The claim method on the promise object should return the
value that was returned by the server to the client.
As mentioned earlier, if the
client tries to claim the promise before it is ready, then
the claim method should busy-wait (sit in a loop calling PGsleep
until the promise is ready).
The design of the location server is fairly open-ended. It needs to take registration information from servers and RPC connection requests from clients. It must keep track of server names and locations so it can send out connection requests on behalf of clients.

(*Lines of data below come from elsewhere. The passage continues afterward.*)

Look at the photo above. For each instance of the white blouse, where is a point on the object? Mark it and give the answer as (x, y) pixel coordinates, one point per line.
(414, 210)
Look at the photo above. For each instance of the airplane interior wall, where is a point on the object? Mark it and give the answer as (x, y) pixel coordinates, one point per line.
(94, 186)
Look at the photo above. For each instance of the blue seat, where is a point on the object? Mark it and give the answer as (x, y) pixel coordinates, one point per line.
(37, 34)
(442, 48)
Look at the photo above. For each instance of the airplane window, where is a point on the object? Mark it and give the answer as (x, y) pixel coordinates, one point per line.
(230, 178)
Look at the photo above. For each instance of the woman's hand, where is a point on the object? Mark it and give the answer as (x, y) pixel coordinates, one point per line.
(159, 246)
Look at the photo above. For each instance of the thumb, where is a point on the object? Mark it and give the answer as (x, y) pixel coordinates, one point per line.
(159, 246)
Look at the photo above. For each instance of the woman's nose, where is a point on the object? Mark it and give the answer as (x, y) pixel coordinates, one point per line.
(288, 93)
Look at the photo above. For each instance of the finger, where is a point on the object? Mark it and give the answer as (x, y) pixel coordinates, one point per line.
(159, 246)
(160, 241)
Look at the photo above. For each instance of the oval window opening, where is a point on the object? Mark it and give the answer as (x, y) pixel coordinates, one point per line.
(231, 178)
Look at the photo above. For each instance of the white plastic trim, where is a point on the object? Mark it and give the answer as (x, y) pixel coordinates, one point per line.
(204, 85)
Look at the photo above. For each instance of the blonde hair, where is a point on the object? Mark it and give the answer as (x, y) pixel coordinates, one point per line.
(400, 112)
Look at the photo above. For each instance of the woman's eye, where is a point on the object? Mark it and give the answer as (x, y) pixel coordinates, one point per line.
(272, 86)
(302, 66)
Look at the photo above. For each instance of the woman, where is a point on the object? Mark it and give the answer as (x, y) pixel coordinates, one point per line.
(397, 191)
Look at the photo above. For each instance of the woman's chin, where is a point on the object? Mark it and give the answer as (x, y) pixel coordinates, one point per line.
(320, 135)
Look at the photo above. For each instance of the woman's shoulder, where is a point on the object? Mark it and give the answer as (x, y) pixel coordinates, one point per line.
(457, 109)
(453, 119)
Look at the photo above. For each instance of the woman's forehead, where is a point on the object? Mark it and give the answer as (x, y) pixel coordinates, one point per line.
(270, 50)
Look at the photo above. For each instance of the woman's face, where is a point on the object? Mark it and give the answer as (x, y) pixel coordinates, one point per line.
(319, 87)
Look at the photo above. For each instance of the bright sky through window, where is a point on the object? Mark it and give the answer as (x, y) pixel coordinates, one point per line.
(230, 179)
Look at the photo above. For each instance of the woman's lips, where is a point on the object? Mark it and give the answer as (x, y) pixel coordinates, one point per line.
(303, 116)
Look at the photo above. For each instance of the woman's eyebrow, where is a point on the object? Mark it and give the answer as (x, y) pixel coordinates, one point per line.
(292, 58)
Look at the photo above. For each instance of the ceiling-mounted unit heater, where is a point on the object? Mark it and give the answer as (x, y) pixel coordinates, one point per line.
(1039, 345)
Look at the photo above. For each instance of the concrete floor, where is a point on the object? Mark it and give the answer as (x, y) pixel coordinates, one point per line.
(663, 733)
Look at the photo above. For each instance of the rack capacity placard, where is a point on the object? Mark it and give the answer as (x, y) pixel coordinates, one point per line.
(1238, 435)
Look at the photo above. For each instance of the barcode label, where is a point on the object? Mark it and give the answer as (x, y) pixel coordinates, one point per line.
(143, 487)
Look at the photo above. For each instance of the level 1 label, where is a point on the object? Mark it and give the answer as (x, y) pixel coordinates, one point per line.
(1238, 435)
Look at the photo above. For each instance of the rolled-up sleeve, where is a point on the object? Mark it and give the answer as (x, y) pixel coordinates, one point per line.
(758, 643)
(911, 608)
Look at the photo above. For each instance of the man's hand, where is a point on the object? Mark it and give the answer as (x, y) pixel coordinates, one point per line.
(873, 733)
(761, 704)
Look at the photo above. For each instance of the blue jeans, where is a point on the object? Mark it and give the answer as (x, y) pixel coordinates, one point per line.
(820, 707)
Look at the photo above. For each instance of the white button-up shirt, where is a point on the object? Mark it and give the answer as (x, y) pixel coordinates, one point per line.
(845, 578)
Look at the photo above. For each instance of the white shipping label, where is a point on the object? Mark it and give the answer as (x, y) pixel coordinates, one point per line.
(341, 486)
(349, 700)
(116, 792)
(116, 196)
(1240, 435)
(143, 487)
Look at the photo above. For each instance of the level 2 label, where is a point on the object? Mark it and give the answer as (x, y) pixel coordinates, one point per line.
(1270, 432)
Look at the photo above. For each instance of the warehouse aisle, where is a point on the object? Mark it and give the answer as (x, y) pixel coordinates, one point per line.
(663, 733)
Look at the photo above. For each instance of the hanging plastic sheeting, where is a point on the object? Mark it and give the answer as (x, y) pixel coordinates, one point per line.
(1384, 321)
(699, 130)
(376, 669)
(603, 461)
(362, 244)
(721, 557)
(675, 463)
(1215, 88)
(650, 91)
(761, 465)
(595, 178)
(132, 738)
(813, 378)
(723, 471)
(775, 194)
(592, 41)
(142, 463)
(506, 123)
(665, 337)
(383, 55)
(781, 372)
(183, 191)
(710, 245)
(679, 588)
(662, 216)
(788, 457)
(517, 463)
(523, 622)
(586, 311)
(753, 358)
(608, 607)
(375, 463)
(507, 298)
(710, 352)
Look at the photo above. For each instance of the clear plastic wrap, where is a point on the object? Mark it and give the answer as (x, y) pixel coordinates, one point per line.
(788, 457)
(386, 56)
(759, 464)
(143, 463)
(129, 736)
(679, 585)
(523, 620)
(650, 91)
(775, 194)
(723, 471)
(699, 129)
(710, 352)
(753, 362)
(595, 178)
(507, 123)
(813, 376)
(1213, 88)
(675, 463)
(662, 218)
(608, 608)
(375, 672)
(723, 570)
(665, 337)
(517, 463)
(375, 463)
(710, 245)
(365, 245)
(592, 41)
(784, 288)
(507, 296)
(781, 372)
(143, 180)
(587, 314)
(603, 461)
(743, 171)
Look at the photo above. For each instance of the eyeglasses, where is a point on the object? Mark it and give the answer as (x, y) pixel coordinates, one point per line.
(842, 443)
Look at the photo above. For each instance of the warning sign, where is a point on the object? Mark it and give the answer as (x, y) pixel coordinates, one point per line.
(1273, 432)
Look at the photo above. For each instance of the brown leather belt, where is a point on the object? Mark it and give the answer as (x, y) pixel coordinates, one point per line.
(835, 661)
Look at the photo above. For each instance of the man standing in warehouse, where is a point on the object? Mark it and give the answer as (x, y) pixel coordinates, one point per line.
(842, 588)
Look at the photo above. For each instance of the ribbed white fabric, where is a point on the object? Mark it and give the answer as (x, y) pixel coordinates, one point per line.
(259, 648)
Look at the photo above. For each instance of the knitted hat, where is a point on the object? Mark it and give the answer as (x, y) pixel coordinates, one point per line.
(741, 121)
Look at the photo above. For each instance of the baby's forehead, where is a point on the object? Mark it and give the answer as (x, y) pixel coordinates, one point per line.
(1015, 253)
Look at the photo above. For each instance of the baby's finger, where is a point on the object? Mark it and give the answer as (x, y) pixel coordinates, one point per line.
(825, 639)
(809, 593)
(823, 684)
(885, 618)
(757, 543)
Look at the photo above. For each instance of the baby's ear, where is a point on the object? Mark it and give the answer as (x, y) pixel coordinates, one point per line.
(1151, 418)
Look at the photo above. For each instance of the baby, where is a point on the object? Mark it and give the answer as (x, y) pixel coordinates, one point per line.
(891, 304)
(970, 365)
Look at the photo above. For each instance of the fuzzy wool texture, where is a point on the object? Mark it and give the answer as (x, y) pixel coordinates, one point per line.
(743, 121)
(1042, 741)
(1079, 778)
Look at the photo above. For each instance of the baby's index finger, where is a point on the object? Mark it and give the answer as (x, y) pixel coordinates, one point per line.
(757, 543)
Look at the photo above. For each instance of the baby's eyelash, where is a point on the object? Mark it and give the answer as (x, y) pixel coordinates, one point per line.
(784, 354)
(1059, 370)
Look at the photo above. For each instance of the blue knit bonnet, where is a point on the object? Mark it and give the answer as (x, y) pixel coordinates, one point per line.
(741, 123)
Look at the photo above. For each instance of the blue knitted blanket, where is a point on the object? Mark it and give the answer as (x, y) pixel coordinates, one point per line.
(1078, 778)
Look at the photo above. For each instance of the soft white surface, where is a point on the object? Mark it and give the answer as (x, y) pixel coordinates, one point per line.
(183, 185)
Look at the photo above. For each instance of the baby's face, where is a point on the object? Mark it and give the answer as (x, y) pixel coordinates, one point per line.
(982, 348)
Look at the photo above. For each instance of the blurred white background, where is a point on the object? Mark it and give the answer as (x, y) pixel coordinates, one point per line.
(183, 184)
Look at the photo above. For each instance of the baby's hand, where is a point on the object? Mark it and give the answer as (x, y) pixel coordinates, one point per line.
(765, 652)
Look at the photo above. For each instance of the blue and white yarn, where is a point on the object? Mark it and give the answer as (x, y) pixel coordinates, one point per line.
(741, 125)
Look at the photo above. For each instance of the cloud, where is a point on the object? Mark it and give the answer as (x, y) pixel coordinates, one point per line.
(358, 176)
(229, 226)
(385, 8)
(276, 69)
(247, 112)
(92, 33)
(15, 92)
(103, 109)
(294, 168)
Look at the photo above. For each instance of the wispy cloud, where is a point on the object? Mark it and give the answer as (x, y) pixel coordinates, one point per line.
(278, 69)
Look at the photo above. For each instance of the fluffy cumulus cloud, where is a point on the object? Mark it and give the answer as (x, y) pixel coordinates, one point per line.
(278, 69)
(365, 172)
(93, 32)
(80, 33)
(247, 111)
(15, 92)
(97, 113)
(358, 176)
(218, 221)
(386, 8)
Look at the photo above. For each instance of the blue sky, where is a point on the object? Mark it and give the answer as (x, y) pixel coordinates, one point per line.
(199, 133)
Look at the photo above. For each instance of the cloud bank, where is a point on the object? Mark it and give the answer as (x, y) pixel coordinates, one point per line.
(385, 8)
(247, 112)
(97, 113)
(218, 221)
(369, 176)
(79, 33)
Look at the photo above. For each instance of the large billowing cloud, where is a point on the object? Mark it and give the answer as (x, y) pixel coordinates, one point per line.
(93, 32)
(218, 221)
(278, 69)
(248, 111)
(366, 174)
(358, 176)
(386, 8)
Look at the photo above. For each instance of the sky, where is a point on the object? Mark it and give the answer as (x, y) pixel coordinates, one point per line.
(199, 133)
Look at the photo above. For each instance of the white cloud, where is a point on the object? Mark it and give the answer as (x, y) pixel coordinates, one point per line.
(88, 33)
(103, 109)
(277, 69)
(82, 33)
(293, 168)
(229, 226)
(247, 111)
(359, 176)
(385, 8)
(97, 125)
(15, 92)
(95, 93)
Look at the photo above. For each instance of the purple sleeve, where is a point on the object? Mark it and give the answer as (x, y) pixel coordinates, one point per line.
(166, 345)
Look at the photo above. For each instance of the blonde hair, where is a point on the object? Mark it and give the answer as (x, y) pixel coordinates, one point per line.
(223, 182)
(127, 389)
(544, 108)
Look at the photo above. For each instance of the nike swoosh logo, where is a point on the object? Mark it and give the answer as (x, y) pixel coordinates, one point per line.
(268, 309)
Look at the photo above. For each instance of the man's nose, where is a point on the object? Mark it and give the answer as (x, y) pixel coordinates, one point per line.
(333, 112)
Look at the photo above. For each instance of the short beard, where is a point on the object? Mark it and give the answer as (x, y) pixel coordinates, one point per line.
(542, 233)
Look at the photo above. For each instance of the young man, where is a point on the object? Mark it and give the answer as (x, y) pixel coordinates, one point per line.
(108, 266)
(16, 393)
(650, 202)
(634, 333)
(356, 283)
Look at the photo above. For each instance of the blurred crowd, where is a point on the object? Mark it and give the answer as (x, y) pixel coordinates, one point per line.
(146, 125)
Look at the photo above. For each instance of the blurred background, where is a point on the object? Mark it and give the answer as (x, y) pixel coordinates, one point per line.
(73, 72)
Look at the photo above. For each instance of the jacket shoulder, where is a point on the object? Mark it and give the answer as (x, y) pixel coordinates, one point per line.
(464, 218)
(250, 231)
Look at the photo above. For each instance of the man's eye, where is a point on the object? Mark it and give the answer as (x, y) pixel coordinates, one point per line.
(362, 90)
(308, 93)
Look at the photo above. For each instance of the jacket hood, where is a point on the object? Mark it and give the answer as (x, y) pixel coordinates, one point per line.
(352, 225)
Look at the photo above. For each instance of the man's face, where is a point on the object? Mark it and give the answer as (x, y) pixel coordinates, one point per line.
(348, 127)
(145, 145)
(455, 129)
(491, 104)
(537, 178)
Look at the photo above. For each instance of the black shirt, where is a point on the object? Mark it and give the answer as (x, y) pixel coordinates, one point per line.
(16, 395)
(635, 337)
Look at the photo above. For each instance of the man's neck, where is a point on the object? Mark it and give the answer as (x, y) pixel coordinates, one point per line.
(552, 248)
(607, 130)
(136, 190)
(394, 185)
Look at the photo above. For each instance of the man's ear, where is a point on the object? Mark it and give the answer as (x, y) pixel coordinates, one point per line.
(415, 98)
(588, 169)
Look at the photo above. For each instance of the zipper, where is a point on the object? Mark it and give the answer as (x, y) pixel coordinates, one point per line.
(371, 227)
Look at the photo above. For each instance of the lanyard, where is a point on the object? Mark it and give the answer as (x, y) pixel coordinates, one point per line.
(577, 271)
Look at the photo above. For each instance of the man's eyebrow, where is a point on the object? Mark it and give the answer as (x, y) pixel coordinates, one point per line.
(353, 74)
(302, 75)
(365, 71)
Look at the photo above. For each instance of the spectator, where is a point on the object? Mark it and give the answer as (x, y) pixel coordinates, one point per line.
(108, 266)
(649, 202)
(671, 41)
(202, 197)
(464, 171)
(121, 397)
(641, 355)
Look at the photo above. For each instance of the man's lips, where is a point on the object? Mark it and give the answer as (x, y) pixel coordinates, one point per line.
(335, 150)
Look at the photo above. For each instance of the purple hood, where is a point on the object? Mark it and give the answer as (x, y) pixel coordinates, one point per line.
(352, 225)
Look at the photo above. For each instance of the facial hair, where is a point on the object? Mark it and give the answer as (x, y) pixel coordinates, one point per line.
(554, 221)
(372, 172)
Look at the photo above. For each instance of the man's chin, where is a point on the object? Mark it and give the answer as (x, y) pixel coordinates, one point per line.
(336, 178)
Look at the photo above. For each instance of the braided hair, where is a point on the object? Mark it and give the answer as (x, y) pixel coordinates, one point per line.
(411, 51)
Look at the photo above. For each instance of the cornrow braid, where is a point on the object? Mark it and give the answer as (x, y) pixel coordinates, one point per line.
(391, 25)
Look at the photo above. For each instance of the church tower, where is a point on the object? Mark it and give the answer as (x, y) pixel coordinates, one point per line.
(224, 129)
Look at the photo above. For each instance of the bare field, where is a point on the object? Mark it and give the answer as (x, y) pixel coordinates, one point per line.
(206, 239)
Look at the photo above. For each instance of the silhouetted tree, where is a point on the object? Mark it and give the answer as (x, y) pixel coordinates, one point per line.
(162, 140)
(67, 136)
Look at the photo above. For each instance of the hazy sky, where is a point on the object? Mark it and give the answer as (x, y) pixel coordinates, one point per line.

You will use your RPC mechanism to implement an interactive multidimensional data browser for air pollution data. Data to be browsed has three dimensions: space, time, and the type of atmospheric species (hydrogen, sulfur, or NO2). Your browser application will consist of one or more data servers, a query generator, and a data viewer. You will create Playground modules for the data server and the query generator. EUPHORIA will be used as the data viewer. In the data viewer, the user will specify at which location and at which time they want to view amount of a particular atmospheric species. This information, collectively called the "cursor" in the rest of this assignment, will go to the query generator that will pose a corresponding data query to be sent to the data server using your RPC mechanism. That is, the RPC will ask data server to calculate/retrieve information from the database according to the current cursor. This return value from the RPC is then sent to viewer for display. Details follow.
|Field 1||Location Code - unique location identifier|
|Field 2||Location Name|
|Field 3||Location Longitude - radians, negative|
|Field 4||Location Latitude - radians, positive|
|Fields 5-16||data values for the months Jan. - Dec. 1991|
Extra Credit: Create one data server module for each atmospheric species. Based on location and time from EUPHORIA, your Query Generator will ask for the corresponding value from every data server using instances of PromiseClient class. Simultaneously display the data for all species in EUPHORIA. Use promises to make all the requests and then go back and claim the return values.